I am reading a lecture note about Radon Riesz theorem, the resources is here: https://faculty.etsu.edu/gardnerr/5210/notes/Radon-Riesz.pdf
At page 4, fourth line from the bottom, it says convergence in measure. But if this result is implied by weak convergence of $f_n$. I can’t proof it.
I have tried some methods, but this lead to a question about the definition of weak convergence. In the definition, which of the following one is exactly the real definition of weak convergence?
- for every $T\in X^*$, for all $\varepsilon>0$ May related to $T$, there is an $N$, such that for all $n>N$, $d(Tf_n, Tf)<\varepsilon$.
- for all $\varepsilon>0$, there is an $N$, such that for all $n>N$ and all $T$, $d(Tf_n, Tf)<\varepsilon$.
I checked some book but they generally says like
$$Tf_n\to Tf,\qquad \text{for all } T\in X^*$$
This makes curious for me.
Finally I almost forgot, if the definition is the second one I have proved: weak convergence implies convergence in measure, but if the definition is the first one, the prove failed, I also need a prove or a counterexample that weak convergence can’t imply convergence in measure, I also want to know how the lecture note get the result about convergence in measure if there is really an counterexample. THX.
Best Answer
The second one is false. To see this, if $T$ is a (fixed) continuous linear functional, then any constant multiplied by $T$ is also a continuous linear functional.
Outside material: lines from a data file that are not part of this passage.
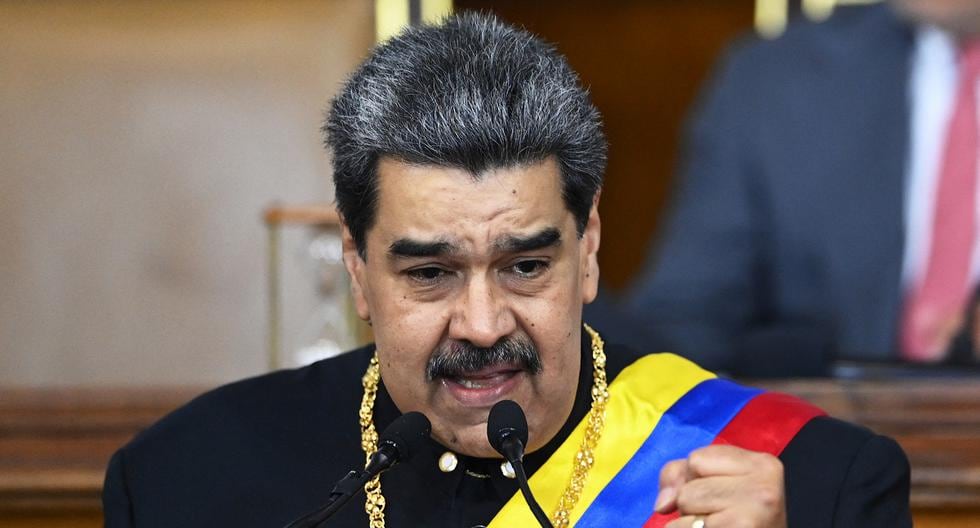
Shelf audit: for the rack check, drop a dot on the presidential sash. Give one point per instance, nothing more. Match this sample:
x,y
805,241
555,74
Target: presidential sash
x,y
660,408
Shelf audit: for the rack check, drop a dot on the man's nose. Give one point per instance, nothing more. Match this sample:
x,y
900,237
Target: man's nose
x,y
481,314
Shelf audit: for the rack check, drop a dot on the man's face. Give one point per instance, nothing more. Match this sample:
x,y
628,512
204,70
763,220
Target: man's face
x,y
455,266
961,17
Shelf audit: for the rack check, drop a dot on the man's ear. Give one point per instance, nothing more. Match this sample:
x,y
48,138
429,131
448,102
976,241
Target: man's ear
x,y
356,268
590,252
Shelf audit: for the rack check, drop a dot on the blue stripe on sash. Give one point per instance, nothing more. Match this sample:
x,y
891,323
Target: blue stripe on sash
x,y
692,422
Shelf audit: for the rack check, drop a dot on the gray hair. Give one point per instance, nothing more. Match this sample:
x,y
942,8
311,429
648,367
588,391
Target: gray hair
x,y
470,93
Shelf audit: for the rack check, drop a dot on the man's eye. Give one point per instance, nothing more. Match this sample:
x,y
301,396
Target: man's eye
x,y
427,274
530,268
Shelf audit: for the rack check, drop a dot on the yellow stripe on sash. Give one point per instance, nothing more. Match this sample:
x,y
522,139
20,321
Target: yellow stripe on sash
x,y
638,398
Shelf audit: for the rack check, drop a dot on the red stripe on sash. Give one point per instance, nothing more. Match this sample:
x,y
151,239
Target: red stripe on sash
x,y
766,424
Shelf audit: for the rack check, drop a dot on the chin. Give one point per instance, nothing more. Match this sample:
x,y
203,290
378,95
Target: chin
x,y
469,440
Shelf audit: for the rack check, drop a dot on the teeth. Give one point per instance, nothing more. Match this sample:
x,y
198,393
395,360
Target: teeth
x,y
471,384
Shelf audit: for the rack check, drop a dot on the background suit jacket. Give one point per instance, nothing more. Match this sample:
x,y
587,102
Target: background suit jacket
x,y
265,451
787,232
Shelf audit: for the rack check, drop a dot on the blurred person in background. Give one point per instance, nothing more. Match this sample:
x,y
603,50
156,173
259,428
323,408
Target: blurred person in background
x,y
827,201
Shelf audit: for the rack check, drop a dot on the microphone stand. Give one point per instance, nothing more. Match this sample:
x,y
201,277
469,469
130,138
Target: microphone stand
x,y
346,488
512,446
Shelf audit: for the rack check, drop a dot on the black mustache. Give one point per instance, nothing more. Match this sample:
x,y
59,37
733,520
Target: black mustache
x,y
456,358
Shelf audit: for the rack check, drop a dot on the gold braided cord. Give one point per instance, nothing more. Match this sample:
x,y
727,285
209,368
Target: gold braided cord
x,y
593,432
374,504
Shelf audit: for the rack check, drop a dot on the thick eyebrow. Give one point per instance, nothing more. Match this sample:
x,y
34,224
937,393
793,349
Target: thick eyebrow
x,y
408,248
515,244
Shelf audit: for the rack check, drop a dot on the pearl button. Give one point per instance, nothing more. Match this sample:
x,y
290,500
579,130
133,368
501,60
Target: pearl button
x,y
448,462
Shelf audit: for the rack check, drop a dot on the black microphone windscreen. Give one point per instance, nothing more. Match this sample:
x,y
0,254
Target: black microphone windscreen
x,y
506,418
406,434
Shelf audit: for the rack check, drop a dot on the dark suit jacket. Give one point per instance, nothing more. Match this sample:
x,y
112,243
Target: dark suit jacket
x,y
789,215
265,451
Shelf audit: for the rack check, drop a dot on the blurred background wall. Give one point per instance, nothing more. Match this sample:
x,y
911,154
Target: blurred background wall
x,y
140,142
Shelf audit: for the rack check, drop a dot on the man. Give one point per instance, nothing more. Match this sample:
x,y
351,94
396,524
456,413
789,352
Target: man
x,y
828,200
467,163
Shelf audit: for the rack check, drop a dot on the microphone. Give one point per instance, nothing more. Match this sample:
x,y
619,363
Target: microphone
x,y
397,443
507,433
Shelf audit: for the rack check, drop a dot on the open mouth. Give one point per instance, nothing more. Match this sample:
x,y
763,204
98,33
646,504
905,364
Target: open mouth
x,y
485,387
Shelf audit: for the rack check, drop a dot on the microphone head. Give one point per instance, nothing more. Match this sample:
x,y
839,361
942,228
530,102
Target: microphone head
x,y
406,434
506,419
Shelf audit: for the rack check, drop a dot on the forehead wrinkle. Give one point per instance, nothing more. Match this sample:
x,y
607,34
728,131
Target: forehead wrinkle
x,y
414,248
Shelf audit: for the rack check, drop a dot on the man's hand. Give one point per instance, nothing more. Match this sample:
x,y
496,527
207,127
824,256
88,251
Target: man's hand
x,y
727,486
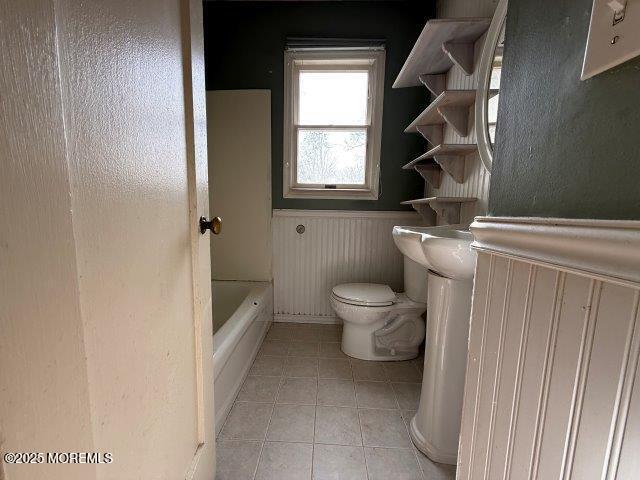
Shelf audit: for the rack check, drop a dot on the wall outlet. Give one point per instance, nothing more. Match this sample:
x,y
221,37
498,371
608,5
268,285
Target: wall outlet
x,y
614,35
Then the second statement is essentially asking for $$|cT(f_n) - cT(f)| = c|T(f_n) - T(f)| \leq \epsilon$$ for any constant $c$.
The first one is (almost) correct, the $\epsilon$ is still arbitrary, just now $N$ is allowed to depend on $T$.
In general, weak convergence does not imply convergence in measure, take $f_n(x) = \chi_{[n, n+1)}(x)$ which weakly converges to zero in $L^p(\mathbb{R})$ for $1<p<\infty$, but fails to converge in measure .